In about 2014, my reading life changed with the establishment of Dallas’s Deep Vellum Publishing, a publisher at the time dedicated to literature in translation. They’ve since branched out, drawing in smaller imprints and recently buying the legendary catalog Dalkey Archive. But for me, they’ll always be a go-to place to read the world. As they were for me this week, when I read Ukrainian novelist Andrey Kurkov’s Grey Bees.
Kurkov’s Sergey Sergeyich lives in Little Starhorodivka, a village in Ukraine’s grey zone, a region caught between loyalists & separatists. It’s a lonely village reduced to two inhabitants, Sergey a retired mine inspector & beekeeper, and Pashka his lifelong frenemy also retired. They visit each other out of boredom & necessity, eventually even deepening something of neighborly affection & concern for one another. The frequent shelling in & around the village, however, mean that Sergey must leave — not for his own safety primarily, but for that of his bees.
His journey to let his bees take wing draws you into the variety of the region & its people, and into the depths of Sergey’s emotions. The wartime checkpoints & worries, bureaucratic absurdities & cruelties had me on edge a lot — soldiers & militia, governors & petty officials alike wield the kind of control over Sergey & his fate, his friends & his bees, that make for apt comparisons to Vonnegut, Kafka, Bulgakov, and Beckett.

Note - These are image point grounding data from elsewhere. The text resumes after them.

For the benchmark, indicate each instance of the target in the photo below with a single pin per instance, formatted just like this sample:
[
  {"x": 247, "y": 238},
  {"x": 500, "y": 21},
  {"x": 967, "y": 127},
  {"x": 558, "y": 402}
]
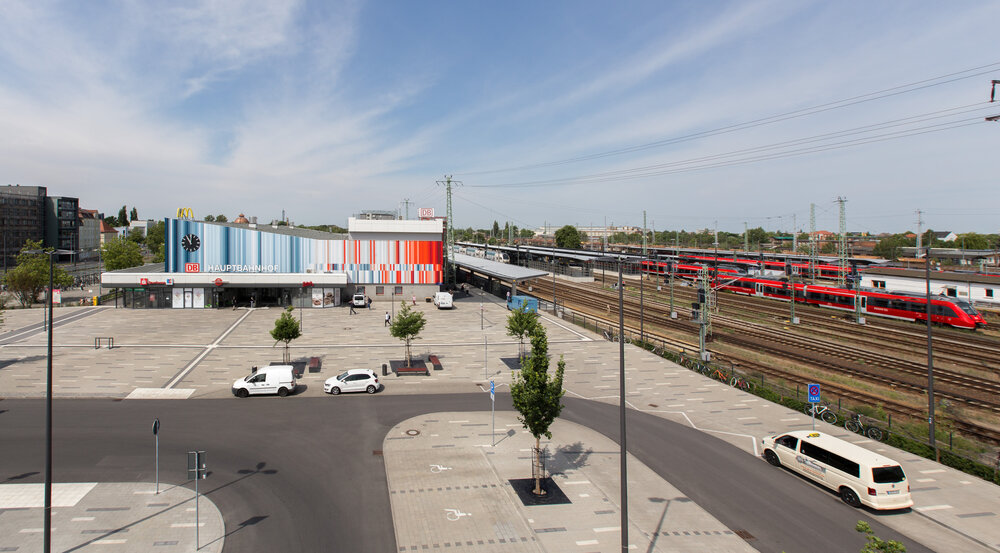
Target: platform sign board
[{"x": 814, "y": 393}]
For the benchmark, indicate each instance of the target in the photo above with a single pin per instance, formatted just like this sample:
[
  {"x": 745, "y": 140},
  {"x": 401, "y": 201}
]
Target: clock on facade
[{"x": 191, "y": 242}]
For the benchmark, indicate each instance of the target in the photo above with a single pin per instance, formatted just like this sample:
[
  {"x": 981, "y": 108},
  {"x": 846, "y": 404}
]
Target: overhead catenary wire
[
  {"x": 711, "y": 162},
  {"x": 803, "y": 112}
]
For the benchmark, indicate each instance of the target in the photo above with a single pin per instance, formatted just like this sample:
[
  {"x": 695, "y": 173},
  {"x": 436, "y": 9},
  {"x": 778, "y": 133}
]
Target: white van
[
  {"x": 276, "y": 379},
  {"x": 861, "y": 477},
  {"x": 443, "y": 300}
]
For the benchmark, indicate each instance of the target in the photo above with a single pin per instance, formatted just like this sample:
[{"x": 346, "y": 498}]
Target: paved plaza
[{"x": 197, "y": 354}]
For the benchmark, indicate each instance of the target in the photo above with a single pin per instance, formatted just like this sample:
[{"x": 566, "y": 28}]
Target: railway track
[{"x": 599, "y": 303}]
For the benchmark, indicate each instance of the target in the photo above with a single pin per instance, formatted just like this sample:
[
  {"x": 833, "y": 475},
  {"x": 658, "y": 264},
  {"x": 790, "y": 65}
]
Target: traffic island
[
  {"x": 525, "y": 488},
  {"x": 416, "y": 366}
]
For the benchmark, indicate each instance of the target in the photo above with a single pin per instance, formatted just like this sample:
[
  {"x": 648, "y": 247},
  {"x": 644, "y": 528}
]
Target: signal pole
[
  {"x": 812, "y": 241},
  {"x": 842, "y": 249},
  {"x": 449, "y": 273}
]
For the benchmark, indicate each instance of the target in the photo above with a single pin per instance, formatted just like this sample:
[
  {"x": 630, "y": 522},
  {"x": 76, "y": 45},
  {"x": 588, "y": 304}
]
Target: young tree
[
  {"x": 406, "y": 326},
  {"x": 155, "y": 236},
  {"x": 520, "y": 322},
  {"x": 568, "y": 237},
  {"x": 286, "y": 329},
  {"x": 537, "y": 396},
  {"x": 31, "y": 274},
  {"x": 120, "y": 254},
  {"x": 876, "y": 544}
]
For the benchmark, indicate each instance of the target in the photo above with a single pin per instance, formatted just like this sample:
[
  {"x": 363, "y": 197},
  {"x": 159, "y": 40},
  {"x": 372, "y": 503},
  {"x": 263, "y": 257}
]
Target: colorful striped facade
[{"x": 225, "y": 249}]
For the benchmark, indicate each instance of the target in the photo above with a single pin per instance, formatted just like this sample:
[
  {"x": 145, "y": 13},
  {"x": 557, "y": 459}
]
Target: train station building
[{"x": 210, "y": 265}]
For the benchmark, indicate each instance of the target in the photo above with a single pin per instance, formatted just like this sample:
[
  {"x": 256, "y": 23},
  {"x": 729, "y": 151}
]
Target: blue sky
[{"x": 547, "y": 112}]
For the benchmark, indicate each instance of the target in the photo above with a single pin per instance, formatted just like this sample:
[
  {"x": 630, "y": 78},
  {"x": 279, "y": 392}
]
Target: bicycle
[
  {"x": 822, "y": 412},
  {"x": 856, "y": 425},
  {"x": 741, "y": 383}
]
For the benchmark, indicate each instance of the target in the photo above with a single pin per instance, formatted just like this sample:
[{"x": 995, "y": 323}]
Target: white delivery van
[
  {"x": 860, "y": 476},
  {"x": 276, "y": 379},
  {"x": 443, "y": 300}
]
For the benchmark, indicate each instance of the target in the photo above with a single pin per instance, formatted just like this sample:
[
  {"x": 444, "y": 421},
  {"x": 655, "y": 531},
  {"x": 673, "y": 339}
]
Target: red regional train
[
  {"x": 823, "y": 270},
  {"x": 898, "y": 305}
]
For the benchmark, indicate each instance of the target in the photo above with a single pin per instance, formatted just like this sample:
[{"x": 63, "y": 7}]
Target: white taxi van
[{"x": 861, "y": 477}]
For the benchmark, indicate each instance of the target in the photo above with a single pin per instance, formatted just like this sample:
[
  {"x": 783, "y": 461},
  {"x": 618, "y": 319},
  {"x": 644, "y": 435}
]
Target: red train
[
  {"x": 770, "y": 266},
  {"x": 897, "y": 305}
]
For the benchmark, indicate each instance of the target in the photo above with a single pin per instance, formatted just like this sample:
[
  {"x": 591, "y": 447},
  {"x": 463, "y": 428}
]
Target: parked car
[
  {"x": 354, "y": 380},
  {"x": 443, "y": 300},
  {"x": 276, "y": 379}
]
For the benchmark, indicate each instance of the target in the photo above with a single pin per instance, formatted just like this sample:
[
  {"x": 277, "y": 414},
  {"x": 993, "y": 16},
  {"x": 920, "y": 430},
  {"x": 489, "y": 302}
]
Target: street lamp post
[
  {"x": 47, "y": 529},
  {"x": 930, "y": 354}
]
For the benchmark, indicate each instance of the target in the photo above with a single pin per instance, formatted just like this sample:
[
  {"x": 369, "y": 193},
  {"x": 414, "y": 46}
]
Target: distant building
[
  {"x": 90, "y": 233},
  {"x": 22, "y": 218},
  {"x": 62, "y": 222}
]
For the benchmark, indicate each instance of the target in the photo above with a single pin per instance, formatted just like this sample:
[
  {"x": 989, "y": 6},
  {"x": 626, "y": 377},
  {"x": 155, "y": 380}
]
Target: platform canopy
[{"x": 495, "y": 269}]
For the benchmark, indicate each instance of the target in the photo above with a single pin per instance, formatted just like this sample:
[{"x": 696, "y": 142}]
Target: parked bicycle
[
  {"x": 822, "y": 412},
  {"x": 742, "y": 383},
  {"x": 855, "y": 424}
]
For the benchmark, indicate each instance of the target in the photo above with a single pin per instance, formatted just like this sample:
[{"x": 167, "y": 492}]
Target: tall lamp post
[
  {"x": 47, "y": 529},
  {"x": 930, "y": 354}
]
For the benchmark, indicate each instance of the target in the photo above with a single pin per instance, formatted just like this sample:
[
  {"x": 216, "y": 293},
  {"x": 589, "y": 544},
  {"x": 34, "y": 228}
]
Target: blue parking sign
[{"x": 814, "y": 393}]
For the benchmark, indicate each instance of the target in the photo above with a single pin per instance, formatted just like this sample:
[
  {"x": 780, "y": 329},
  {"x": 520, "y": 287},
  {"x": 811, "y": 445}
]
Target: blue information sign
[{"x": 814, "y": 393}]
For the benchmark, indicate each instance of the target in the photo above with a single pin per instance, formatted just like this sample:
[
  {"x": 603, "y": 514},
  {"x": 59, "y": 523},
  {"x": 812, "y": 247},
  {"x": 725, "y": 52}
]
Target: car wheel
[
  {"x": 772, "y": 458},
  {"x": 849, "y": 497}
]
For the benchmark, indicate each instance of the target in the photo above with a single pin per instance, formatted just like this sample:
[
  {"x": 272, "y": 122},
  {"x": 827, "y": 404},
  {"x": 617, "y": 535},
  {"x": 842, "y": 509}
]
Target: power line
[
  {"x": 803, "y": 112},
  {"x": 715, "y": 161}
]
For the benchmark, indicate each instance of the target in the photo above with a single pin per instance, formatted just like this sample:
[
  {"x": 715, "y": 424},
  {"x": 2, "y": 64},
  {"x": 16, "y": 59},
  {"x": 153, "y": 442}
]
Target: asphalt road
[{"x": 300, "y": 474}]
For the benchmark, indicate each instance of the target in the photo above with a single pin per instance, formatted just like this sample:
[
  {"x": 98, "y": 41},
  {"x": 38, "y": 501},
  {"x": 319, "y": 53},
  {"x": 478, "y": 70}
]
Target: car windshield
[{"x": 888, "y": 475}]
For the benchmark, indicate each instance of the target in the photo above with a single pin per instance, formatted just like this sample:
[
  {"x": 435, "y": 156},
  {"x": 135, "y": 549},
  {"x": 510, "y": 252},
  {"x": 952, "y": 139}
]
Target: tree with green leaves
[
  {"x": 120, "y": 254},
  {"x": 31, "y": 274},
  {"x": 876, "y": 544},
  {"x": 536, "y": 395},
  {"x": 568, "y": 237},
  {"x": 155, "y": 236},
  {"x": 286, "y": 328},
  {"x": 406, "y": 325},
  {"x": 520, "y": 323}
]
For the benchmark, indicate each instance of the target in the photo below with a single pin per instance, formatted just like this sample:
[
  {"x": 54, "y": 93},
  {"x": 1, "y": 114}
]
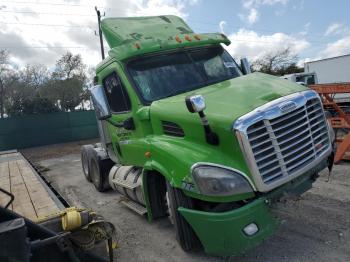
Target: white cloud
[
  {"x": 253, "y": 16},
  {"x": 253, "y": 3},
  {"x": 253, "y": 7},
  {"x": 337, "y": 29},
  {"x": 221, "y": 25},
  {"x": 25, "y": 25},
  {"x": 248, "y": 43},
  {"x": 339, "y": 47}
]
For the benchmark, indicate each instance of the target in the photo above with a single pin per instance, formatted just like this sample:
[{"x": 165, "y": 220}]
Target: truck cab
[
  {"x": 304, "y": 78},
  {"x": 188, "y": 133}
]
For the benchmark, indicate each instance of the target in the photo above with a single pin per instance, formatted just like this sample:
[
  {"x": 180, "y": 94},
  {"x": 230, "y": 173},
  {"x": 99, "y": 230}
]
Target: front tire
[
  {"x": 86, "y": 152},
  {"x": 99, "y": 171},
  {"x": 184, "y": 232}
]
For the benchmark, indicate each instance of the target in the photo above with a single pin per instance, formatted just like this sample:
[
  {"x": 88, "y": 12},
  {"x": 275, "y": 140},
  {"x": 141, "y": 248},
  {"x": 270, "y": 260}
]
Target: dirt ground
[{"x": 314, "y": 227}]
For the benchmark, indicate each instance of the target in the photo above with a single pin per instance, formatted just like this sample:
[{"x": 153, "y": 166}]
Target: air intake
[{"x": 172, "y": 129}]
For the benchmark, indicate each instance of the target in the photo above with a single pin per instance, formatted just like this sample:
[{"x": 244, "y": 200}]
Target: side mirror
[
  {"x": 100, "y": 102},
  {"x": 245, "y": 66},
  {"x": 195, "y": 103}
]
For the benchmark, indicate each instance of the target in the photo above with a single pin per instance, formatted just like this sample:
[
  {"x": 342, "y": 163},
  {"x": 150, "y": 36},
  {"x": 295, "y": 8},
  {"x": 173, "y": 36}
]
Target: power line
[
  {"x": 48, "y": 3},
  {"x": 42, "y": 13},
  {"x": 48, "y": 47},
  {"x": 53, "y": 25}
]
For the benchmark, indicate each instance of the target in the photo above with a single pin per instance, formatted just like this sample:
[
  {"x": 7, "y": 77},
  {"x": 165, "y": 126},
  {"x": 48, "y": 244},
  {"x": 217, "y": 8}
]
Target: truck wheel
[
  {"x": 86, "y": 151},
  {"x": 184, "y": 232},
  {"x": 99, "y": 170}
]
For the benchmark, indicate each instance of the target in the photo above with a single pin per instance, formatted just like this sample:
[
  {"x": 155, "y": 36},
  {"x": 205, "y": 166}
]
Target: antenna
[{"x": 100, "y": 32}]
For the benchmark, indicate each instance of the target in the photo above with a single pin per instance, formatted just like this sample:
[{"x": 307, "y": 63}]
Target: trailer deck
[{"x": 33, "y": 198}]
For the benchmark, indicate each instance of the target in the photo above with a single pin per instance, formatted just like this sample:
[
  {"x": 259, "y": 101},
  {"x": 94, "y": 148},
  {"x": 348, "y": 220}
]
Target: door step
[
  {"x": 125, "y": 183},
  {"x": 141, "y": 210}
]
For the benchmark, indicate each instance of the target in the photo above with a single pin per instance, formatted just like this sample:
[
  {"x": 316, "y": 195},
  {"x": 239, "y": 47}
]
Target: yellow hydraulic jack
[{"x": 85, "y": 228}]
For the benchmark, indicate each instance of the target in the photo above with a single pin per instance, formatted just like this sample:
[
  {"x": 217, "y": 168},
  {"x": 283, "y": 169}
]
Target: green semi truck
[{"x": 188, "y": 133}]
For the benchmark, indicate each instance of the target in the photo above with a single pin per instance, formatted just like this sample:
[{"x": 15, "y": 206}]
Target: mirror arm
[
  {"x": 128, "y": 124},
  {"x": 114, "y": 123}
]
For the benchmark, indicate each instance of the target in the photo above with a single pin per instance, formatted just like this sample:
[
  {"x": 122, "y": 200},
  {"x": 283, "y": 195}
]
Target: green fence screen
[{"x": 37, "y": 130}]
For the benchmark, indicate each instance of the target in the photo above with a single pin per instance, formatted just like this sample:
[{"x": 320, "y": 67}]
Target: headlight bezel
[{"x": 235, "y": 175}]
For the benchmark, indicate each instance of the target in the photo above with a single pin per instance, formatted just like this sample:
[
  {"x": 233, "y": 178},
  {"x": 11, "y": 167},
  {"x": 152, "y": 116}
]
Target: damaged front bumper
[{"x": 223, "y": 233}]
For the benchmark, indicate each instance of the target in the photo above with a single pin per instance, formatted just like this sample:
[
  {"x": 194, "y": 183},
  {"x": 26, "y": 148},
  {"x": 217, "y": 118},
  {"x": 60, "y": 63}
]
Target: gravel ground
[{"x": 315, "y": 227}]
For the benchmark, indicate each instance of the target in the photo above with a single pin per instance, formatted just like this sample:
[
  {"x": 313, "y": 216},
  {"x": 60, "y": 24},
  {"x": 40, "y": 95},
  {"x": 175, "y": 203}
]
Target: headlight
[{"x": 218, "y": 181}]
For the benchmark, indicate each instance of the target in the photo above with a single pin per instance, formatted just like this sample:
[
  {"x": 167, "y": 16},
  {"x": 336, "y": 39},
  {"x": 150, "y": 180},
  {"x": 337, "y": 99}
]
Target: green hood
[{"x": 228, "y": 100}]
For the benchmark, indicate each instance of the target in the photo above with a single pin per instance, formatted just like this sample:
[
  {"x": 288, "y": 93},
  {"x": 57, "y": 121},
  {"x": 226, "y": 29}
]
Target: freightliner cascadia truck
[{"x": 188, "y": 133}]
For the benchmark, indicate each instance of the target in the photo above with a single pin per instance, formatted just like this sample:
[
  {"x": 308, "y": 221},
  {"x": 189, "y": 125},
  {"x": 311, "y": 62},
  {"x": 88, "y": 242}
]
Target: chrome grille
[{"x": 285, "y": 144}]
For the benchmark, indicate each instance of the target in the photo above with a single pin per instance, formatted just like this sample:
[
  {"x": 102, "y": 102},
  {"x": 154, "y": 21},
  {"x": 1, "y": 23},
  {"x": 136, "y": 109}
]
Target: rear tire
[
  {"x": 184, "y": 233},
  {"x": 86, "y": 151},
  {"x": 99, "y": 171}
]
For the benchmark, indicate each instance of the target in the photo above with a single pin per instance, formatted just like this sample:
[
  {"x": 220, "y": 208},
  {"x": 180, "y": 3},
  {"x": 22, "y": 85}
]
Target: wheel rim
[
  {"x": 85, "y": 165},
  {"x": 94, "y": 173}
]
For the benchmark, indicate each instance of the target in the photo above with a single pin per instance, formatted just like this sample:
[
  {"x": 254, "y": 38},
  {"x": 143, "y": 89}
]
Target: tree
[
  {"x": 279, "y": 62},
  {"x": 66, "y": 86},
  {"x": 69, "y": 66},
  {"x": 35, "y": 75},
  {"x": 4, "y": 62}
]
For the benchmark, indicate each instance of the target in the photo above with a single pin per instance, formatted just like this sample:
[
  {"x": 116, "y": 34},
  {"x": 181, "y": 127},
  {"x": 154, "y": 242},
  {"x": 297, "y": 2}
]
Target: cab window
[{"x": 118, "y": 98}]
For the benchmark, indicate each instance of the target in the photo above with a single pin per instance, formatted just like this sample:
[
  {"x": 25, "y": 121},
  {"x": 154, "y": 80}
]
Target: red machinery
[{"x": 340, "y": 120}]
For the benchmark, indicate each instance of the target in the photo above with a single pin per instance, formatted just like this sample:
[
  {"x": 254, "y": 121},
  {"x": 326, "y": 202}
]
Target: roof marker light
[
  {"x": 197, "y": 37},
  {"x": 137, "y": 45}
]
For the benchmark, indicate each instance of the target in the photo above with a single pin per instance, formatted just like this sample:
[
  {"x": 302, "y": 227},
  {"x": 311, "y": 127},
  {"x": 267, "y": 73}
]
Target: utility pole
[{"x": 100, "y": 32}]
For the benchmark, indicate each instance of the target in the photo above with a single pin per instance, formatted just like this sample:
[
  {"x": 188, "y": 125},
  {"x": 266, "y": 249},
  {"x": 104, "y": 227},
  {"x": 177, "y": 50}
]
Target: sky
[{"x": 39, "y": 32}]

Relationships with women complicate & nurture this journey throughout. One that turns erotic, others that turn familial, and still others that were once familial & strained … Sergey isn’t the bravest or clearest heart you’ll read but he is one of the realest, needing nudges from women to love & to feel & to sacrifice when it’s needed most (for himself & for others & for his bees).
Oh, and the bees.
Don’t worry — Kurkov leans on the apiary just enough. In hands-on maintenance & in nightmarish visions, in liter-by-liter accounts of production and in (quick) allegorical meditations on belonging & endurance, rebirth & sweetness.